Spoiler #2: Of these 5.26 million ‘necessary’ votes, only 14,622 (in sixteen ridings) were needed to give the Liberals a majority government.

Firstly, did each party’s seats have the same support from the electorate? In the following table I have divided the popular support of a party by the number of seats won by a that party.

  Lib Con NDP BQ Green
# Seats 184 99 44 10 1
# votes 6,940,000 5,610,000 3,470,000 830,000 88,000
% of vote 39.6 32.0 19.8 4.7 3.5
# votes/seat 37,700 56,700 78,800 82,600 610,000

There is quite a variation. Each Liberal seat is supported by only 37,000 voters. That is slightly less than half of the support of the NDP seats, and only a sixteenth of the support of the Green seat. One could argue that this is a misleading statistic. Our system doesn’t allow votes to be transferred from one riding to another, so a division of number of seats by number of votes is simplistic. On the other hand, it is a natural consequence of focusing on the big picture. Digressing slightly, this provides an argument for my proposal of Direct Representation in a previous blog post (link).

Secondly, how many of the total votes were cast for successful candidates? Consider the subset of votes that were cast for a successful candidate and ignore those that were cast for the losing candidates. After all, votes for losing candidates had zero impact on the election; all the Conservative/NDP/BQ/Green/Other voters in a riding that was won by the Liberal candidate could have stayed home and the electoral result would have been the same. The following table shows those totals.

  Lib Con NDP BQ Green
# Seats 184 99 44 10 1
# votes 6,940,000 5,610,000 3,470,000 830,000 88,000
# ‘successful’ votes 4,620,000 2,750,000 890,000 190,000 37,000

Of the 17.7 million votes cast in the election, only 8.5 million, slightly less than half, are ‘successful’ votes; there were 25.9 million eligible voters and less than a third of them played any role in the result. It is amazing that only a quarter of the votes for the BQ or the NDP actually resulted in a seat. This is an argument against the legitimacy of the election and the fairness of our current electoral system. These numbers summarize the main argument of people advocating for proportional representation. Many votes are wasted, and this wastage is not evenly distributed across the parties.

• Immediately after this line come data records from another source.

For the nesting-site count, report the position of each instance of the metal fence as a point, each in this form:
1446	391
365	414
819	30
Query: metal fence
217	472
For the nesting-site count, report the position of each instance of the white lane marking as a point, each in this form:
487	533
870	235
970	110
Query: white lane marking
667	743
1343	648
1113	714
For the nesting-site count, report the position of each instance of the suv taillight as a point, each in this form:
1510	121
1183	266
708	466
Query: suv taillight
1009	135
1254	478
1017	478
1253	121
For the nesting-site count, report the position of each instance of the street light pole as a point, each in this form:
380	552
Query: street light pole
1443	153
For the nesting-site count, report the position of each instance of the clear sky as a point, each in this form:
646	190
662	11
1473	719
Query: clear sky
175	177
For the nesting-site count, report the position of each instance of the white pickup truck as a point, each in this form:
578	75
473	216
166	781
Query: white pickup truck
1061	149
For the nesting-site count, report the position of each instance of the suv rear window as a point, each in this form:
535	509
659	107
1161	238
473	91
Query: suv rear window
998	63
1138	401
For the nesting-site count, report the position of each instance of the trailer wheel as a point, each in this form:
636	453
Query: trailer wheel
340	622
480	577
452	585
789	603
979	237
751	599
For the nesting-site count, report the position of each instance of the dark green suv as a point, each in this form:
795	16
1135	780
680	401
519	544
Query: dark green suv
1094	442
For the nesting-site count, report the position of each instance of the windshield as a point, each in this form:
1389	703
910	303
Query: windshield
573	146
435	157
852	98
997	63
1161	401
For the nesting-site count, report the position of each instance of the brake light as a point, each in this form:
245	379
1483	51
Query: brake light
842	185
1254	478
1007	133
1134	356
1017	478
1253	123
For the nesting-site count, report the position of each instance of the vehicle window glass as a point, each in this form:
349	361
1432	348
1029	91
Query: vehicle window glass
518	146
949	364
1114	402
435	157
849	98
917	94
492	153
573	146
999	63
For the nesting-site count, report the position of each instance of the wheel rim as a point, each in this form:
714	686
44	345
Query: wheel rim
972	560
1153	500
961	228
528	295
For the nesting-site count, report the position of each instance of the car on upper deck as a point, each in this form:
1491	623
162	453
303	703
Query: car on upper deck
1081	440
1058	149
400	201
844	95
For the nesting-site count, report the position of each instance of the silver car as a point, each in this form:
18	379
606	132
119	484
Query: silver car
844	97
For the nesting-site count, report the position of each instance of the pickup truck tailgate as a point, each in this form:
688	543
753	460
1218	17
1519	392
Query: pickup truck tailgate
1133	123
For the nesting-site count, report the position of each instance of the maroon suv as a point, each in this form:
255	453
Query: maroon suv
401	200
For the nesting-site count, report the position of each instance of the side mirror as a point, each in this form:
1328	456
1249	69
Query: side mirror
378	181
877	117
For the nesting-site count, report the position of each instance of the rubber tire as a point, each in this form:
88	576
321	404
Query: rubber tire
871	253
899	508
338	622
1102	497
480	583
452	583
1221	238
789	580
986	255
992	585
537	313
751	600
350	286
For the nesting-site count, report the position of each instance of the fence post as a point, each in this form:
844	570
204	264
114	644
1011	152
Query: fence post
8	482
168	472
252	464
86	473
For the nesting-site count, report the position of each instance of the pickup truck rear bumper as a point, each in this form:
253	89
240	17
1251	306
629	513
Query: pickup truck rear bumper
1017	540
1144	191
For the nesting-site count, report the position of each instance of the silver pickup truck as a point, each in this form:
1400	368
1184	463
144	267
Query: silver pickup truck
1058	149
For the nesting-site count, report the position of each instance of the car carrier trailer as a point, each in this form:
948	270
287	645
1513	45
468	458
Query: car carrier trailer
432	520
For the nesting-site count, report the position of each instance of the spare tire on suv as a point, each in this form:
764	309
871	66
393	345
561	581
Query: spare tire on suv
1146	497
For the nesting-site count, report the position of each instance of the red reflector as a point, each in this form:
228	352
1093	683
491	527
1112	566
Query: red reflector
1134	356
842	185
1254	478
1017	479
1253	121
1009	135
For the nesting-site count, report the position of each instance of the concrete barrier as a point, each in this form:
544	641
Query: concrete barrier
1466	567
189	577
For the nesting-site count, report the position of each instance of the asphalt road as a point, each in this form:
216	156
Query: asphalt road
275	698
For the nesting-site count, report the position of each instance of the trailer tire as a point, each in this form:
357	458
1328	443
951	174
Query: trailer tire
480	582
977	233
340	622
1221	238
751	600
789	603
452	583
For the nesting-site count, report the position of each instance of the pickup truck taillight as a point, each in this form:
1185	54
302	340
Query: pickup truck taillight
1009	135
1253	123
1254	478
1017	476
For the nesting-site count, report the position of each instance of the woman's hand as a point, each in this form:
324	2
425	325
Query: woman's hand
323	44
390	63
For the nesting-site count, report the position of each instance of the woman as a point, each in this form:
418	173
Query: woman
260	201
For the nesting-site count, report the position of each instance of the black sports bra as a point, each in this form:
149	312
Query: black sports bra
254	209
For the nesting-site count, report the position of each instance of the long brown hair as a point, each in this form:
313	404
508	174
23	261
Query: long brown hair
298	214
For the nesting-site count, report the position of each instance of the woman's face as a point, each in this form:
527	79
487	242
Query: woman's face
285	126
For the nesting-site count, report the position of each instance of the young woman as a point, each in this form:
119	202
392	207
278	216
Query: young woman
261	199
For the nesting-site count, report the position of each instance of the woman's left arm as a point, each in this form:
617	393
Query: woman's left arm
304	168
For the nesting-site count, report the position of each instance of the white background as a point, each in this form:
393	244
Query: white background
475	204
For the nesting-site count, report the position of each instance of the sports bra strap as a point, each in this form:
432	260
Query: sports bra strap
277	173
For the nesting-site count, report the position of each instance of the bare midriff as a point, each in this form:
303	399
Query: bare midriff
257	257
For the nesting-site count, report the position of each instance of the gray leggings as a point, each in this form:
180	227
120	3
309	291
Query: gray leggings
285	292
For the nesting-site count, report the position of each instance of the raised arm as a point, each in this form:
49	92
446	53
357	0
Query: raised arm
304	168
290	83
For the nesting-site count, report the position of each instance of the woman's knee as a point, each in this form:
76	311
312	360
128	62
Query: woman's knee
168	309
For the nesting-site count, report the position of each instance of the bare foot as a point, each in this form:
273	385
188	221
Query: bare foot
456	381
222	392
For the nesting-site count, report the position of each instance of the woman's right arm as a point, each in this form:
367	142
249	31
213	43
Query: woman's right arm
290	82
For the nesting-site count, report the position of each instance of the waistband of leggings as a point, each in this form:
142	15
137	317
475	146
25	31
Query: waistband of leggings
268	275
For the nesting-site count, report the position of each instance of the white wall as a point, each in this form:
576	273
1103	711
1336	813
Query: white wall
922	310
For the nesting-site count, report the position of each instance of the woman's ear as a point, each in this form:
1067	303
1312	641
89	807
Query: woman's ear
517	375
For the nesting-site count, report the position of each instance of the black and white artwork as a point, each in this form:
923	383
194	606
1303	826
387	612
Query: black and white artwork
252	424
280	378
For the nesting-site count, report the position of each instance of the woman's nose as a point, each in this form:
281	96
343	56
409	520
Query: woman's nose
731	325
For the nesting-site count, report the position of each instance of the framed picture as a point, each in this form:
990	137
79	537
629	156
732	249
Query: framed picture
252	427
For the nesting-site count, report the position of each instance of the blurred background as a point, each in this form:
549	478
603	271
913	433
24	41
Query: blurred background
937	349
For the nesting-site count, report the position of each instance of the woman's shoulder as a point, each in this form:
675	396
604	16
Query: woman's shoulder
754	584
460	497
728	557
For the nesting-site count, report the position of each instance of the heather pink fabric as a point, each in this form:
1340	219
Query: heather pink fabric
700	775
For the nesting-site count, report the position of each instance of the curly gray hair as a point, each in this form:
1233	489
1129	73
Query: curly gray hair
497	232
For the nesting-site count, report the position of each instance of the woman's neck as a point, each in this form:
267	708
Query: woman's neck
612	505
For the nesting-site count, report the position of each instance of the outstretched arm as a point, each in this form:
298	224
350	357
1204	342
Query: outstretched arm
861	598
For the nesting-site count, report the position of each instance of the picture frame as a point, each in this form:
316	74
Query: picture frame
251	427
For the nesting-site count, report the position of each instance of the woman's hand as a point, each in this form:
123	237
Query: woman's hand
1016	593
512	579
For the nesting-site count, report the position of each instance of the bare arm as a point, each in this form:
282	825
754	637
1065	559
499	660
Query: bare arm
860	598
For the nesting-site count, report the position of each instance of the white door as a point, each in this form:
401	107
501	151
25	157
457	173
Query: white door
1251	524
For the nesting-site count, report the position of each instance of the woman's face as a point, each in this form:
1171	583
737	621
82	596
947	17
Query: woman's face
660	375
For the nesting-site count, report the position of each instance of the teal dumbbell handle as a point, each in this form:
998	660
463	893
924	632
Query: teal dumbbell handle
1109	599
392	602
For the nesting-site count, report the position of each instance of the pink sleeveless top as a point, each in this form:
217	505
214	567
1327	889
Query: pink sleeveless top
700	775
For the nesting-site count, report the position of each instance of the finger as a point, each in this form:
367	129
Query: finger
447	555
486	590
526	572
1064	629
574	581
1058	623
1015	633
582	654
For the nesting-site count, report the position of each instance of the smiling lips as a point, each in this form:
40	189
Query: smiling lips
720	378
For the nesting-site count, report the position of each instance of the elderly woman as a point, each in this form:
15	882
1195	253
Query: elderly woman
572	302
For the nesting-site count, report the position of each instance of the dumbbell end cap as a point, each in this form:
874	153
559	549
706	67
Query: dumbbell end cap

Thirdly, how many of the votes cast for a successful candidate were actually needed? The margin of Liberal victory in Liberal ridings in the 2015 election ranged from over 29,000 votes (in Lac-Saint-Louis) to 92 (in Edmonton Mill Woods).  Those extra votes didn’t change the result. Those voters (aside from the single voter in each riding that put the Liberals ahead of the second-place candidate) could have stayed home and the result wouldn’t have changed. The following table shows the ‘necessary’ votes.

  Lib Con NDP BQ Green
# Seats 184 99 44 10 1
# votes 6,940,000 5,610,000 3,470,000 830,000 88,000
# ‘successful’ votes 4,620,000 2,750,000 890,000 190,000 37,000
# ‘necessary’ votes 2,830,000 1,570,000 690,000 160,000 13,000

Of the 17.7 million votes cast in the 2015 election, only 5.26 million were ‘necessary’. None of the other votes would have changed the result.

Finally, how many votes were needed for the Liberals to form a majority government? The Liberal candidate was successful in 184 ridings, each with a different margin of victory. If 16 of those ridings had gone to another candidate, the Liberals would have had 168 seats, and would have formed a minority government. The following chart shows the margin of victory for all 184 liberal victories, with an inset showing the 16 smallest margins (which totalled 14,622 votes).

LiberalMargins3

These 14,622 Liberal voters were key to the liberal majority. If they had voted another way, or stayed home, the Liberals would not have “steamrolled to a stunning victory”.

Conclusion

Statistics are dangerous and can be misleading. It is for good reason that there are “lies, damned lies, and statistics”. On the other hand, they can highlight areas that warrant further consideration. From the analysis of this post, it seems clear that the distribution of seats that resulted from the 2015 election did not particularly reflect the actual voting. The number of seats that each party is a consequence of less than a third of the actual votes. Technology is available to allow us to do better.  See my blog post on Direct Representation (link).